Using evaluations with the Kustomer API

Using evaluations with the Kustomer API

Use the AI Evaluations API to programmatically create, execute, and analyze evaluation runs for AI Automations.

Evaluations simulate customer scenarios and measure whether an AI Automation behaves correctly and consistently. Each evaluation runs structured test cases against a full automation workflow and returns detailed execution results.

This API allows you to:

  • Create evaluation test scenarios
  • Run evaluations against an AI Automation
  • Inspect execution traces and grading results
  • Measure reliability across multiple runs

To ensure quality service and prevent abuse, Kustomer limits the number of API requests that can be made within a short time.

Defining AI Automations

AI Automations (formerly AI Agent Teams) are orchestrated AI systems that coordinate multiple specialized AI agents to resolve customer requests.

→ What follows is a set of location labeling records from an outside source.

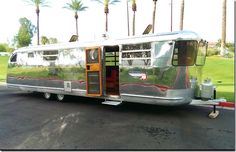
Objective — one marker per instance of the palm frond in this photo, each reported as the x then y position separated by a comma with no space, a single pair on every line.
99,1
37,3
113,1
75,5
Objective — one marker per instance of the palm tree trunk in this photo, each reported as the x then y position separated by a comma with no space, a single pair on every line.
128,17
106,22
171,15
134,8
181,15
37,12
223,29
106,10
154,16
76,21
134,23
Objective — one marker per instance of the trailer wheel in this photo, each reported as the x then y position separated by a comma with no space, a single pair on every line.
47,95
60,97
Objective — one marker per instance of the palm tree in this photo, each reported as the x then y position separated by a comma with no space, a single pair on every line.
127,5
106,3
223,28
181,15
154,15
37,4
76,6
134,8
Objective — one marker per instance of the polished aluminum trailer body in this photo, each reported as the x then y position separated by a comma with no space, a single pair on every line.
162,69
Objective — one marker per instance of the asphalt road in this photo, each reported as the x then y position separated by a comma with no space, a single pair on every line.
27,121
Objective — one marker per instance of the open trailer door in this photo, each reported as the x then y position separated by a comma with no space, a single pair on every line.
93,71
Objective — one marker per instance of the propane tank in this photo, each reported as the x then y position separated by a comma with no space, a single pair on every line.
207,89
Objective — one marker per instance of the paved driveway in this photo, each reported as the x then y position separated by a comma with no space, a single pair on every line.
27,121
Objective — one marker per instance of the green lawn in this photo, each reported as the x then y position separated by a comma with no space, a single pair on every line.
3,67
217,69
221,72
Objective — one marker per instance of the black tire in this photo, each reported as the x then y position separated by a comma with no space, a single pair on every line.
60,97
47,95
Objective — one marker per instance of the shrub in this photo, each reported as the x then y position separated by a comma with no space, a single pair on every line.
212,51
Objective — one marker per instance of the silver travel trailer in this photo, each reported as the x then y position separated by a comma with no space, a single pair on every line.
162,69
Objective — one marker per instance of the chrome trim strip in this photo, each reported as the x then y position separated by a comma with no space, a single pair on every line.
152,97
28,86
46,88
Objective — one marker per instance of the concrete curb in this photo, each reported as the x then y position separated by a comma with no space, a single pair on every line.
3,83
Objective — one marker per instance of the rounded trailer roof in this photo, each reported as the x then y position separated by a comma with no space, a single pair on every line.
180,35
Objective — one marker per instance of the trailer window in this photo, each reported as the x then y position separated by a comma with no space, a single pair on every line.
136,54
30,55
163,53
50,55
201,56
13,58
184,53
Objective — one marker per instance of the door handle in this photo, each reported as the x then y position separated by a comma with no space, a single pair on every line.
88,67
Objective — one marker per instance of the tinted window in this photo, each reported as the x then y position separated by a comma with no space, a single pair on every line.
184,53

An AI Automation may include:

  • A supervisor agent that routes tasks.
  • Multiple specialized agents.
  • Tools that allow agents to access systems and perform actions.
  • Knowledge sources agents access to provide support.

Evaluations execute against the entire AI Automation workflow, not individual agents.

Only AI Automations are supported by the Evaluations API.

Workflows are a separate automation system that performs event-based actions within the Kustomer platform.

Evaluations Overview

AI systems generate probabilistic responses. The same input can produce different outputs across executions.

Evaluations help measure:

  • Accuracy – Whether the automation reaches the correct outcome
  • Reliability – Whether behavior remains consistent across runs

Each evaluation contains:

  • Up to 30 test cases
  • Up to 25 executions per test case

Each execution produces:

  • Pass / Fail outcome
  • Conversation trace
  • Tool usage
  • Error information
  • Execution timing

Evaluations operate only on test data, not live customer interactions, using these core objects:

Automation

Represents the AI Automation being evaluated.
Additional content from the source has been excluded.